NCERT Solutions
Class 10 - Mathematics - Chapter 7: COORDINATE GEOMETRY - Exercise 7.1

Question 5

From the grid we read the coordinates of the four friends as \(A(3, 4)\), \(B(6, 7)\), \(C(9, 4)\) and \(D(6, 1)\).

To decide whether \(ABCD\) is a square, we first find the lengths of all four sides using the distance formula between two points \((x_1, y_1)\) and \((x_2, y_2)\): \( d = \sqrt{(x_2 - x_1)^2 + (y_2 - y_1)^2} \).

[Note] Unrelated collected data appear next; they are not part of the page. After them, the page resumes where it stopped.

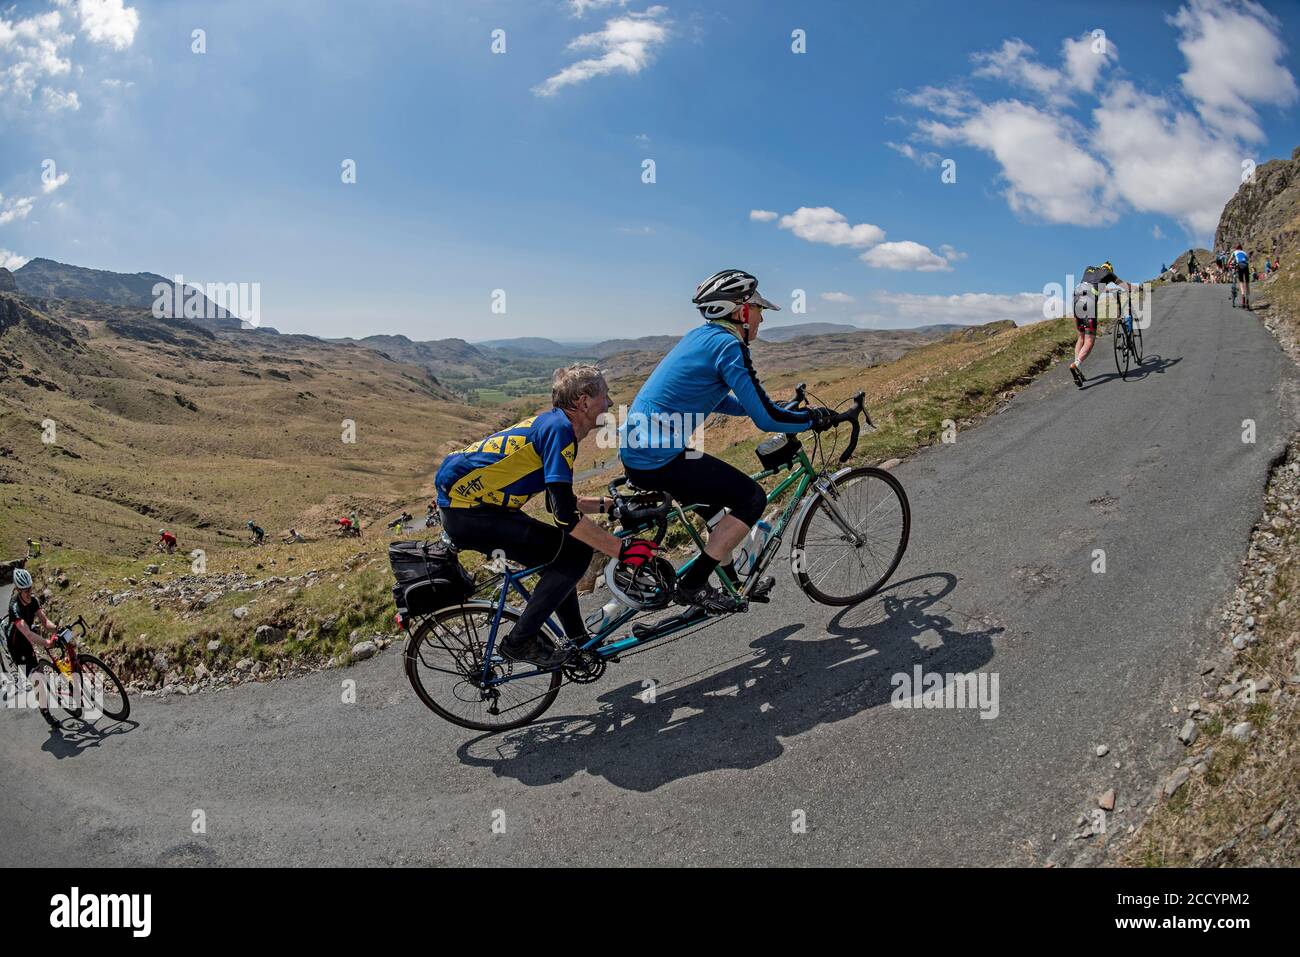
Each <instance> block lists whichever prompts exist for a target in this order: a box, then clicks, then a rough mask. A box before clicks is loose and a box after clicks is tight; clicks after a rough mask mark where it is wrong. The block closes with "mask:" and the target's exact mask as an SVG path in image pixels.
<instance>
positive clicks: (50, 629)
mask: <svg viewBox="0 0 1300 957" xmlns="http://www.w3.org/2000/svg"><path fill="white" fill-rule="evenodd" d="M31 589H32V585H31V572H29V571H27V570H26V568H14V571H13V598H10V599H9V633H8V635H6V636H5V640H6V641H8V642H9V657H10V658H13V663H14V664H21V666H22V667H23V671H25V672H26V674H27V675H30V674H31V670H32V668H34V667H36V649H35V644H36V642H38V641H39V642H40V644H42V645H44V646H45V648H49V646H51V645H53V644H55V636H56V635H57V632H59V629H57V628H56V627H55V624H53V622H51V620H49V619H48V618H45V612H44V610H43V609H42V607H40V599H39V598H38V597H36V596H34V594H32V593H31ZM36 619H40V624H42V625H43V627H44V629H45V631H47V632H48V633H49V636H51V637H49V638H42V637H40V636H39V635H38V633H36V632H35V631H34V628H35V624H36Z"/></svg>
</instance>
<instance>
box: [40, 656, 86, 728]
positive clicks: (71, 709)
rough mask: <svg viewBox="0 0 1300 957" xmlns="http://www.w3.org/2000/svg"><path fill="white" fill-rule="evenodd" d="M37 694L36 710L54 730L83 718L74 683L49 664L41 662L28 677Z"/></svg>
mask: <svg viewBox="0 0 1300 957" xmlns="http://www.w3.org/2000/svg"><path fill="white" fill-rule="evenodd" d="M27 677H29V680H30V681H31V684H32V690H34V692H35V694H36V710H39V711H40V716H42V718H44V719H45V722H47V723H48V724H49V727H52V728H60V727H62V724H64V722H65V720H66V719H68V718H78V719H79V718H81V714H82V710H81V709H79V707H77V705H78V703H81V702H79V701H78V700H77V694H75V693H74V690H73V683H72V681H70V680H69V679H68V677H66V676H65V675H64V672H61V671H60V670H59V668H56V667H55V666H53V664H51V663H49V662H39V663H38V664H36V667H34V668H32V670H31V674H30V675H29V676H27Z"/></svg>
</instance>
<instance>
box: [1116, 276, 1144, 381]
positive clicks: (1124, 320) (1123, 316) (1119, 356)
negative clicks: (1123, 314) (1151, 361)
mask: <svg viewBox="0 0 1300 957" xmlns="http://www.w3.org/2000/svg"><path fill="white" fill-rule="evenodd" d="M1110 332H1112V339H1113V341H1114V346H1115V371H1117V372H1119V377H1121V378H1128V367H1130V365H1138V367H1140V365H1141V328H1140V326H1138V324H1136V322H1134V303H1132V296H1131V295H1130V296H1128V312H1127V315H1125V316H1122V317H1121V319H1117V320H1115V321H1114V325H1113V326H1112V329H1110Z"/></svg>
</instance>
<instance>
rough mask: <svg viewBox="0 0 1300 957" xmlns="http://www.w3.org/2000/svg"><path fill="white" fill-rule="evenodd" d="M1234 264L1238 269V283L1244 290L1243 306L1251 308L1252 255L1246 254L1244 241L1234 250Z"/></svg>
mask: <svg viewBox="0 0 1300 957" xmlns="http://www.w3.org/2000/svg"><path fill="white" fill-rule="evenodd" d="M1232 265H1234V267H1235V269H1236V285H1238V286H1239V287H1240V290H1242V308H1243V309H1248V308H1251V257H1249V256H1248V255H1245V250H1243V248H1242V243H1238V244H1236V248H1235V250H1232Z"/></svg>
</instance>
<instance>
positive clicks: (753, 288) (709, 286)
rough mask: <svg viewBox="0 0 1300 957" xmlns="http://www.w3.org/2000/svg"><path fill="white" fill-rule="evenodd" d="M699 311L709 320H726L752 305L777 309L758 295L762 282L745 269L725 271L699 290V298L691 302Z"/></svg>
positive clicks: (711, 280)
mask: <svg viewBox="0 0 1300 957" xmlns="http://www.w3.org/2000/svg"><path fill="white" fill-rule="evenodd" d="M690 302H693V303H694V304H695V306H697V307H698V308H699V315H702V316H703V317H705V319H708V320H714V319H725V317H727V316H729V315H731V313H733V312H735V311H736V307H737V306H742V304H745V303H749V304H750V306H758V307H759V308H763V309H777V311H780V308H781V307H780V306H777V304H776V303H771V302H768V300H767V299H764V298H763V296H761V295H759V294H758V280H757V278H754V277H753V276H750V274H749V273H746V272H745V270H744V269H723V270H722V272H719V273H714V274H712V276H710V277H708V278H707V280H705V281H703V282H701V283H699V285H698V286H695V296H694V298H693V299H692V300H690Z"/></svg>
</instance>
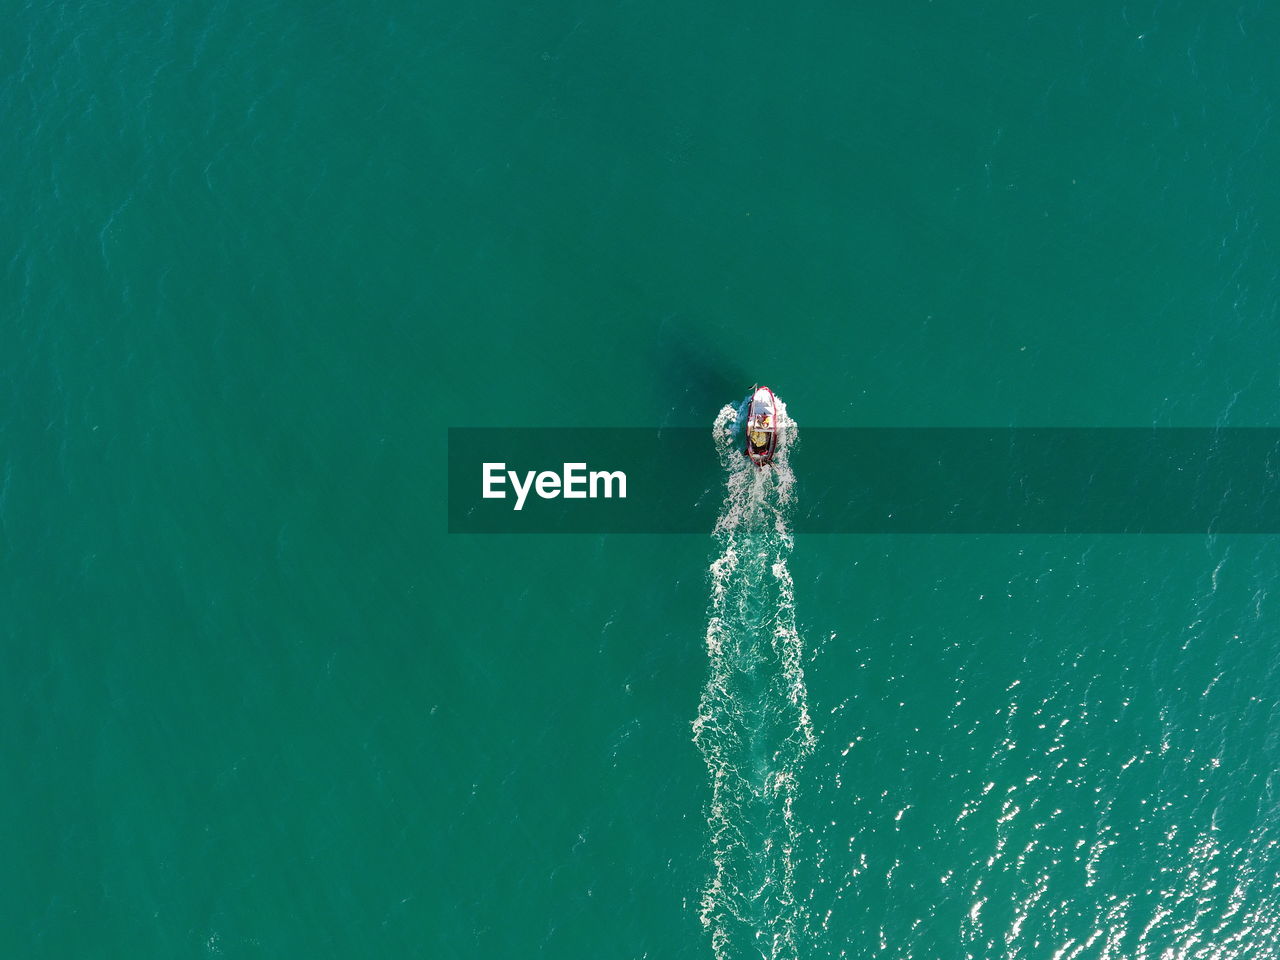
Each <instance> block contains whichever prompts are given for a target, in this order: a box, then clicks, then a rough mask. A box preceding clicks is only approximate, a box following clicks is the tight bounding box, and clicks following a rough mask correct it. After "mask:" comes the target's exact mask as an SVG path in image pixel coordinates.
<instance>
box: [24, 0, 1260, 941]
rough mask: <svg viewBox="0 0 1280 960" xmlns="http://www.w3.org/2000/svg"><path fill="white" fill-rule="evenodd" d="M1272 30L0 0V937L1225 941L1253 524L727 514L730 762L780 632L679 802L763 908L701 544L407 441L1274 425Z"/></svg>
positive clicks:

Side \(AB\): \( AB = \sqrt{(6 - 3)^2 + (7 - 4)^2} = \sqrt{3^2 + 3^2} = \sqrt{9 + 9} = \sqrt{18} = 3\sqrt{2} \).

Side \(BC\): \( BC = \sqrt{(9 - 6)^2 + (4 - 7)^2} = \sqrt{3^2 + (-3)^2} = \sqrt{9 + 9} = \sqrt{18} = 3\sqrt{2} \).

Side \(CD\): \( CD = \sqrt{(6 - 9)^2 + (1 - 4)^2} = \sqrt{(-3)^2 + (-3)^2} = \sqrt{9 + 9} = \sqrt{18} = 3\sqrt{2} \).

Side \(DA\): \( DA = \sqrt{(3 - 6)^2 + (4 - 1)^2} = \sqrt{(-3)^2 + 3^2} = \sqrt{9 + 9} = \sqrt{18} = 3\sqrt{2} \).

Thus all four sides are equal in length, each being \(3\sqrt{2}\).

Next, we check the diagonals.

Diagonal \(AC\): \( AC = \sqrt{(9 - 3)^2 + (4 - 4)^2} = \sqrt{6^2 + 0^2} = \sqrt{36} = 6 \).

Diagonal \(BD\): \( BD = \sqrt{(6 - 6)^2 + (1 - 7)^2} = \sqrt{0^2 + (-6)^2} = \sqrt{36} = 6 \).

Both diagonals are equal, and all four sides are equal, so \(ABCD\) is a square. Therefore, Champa is correct.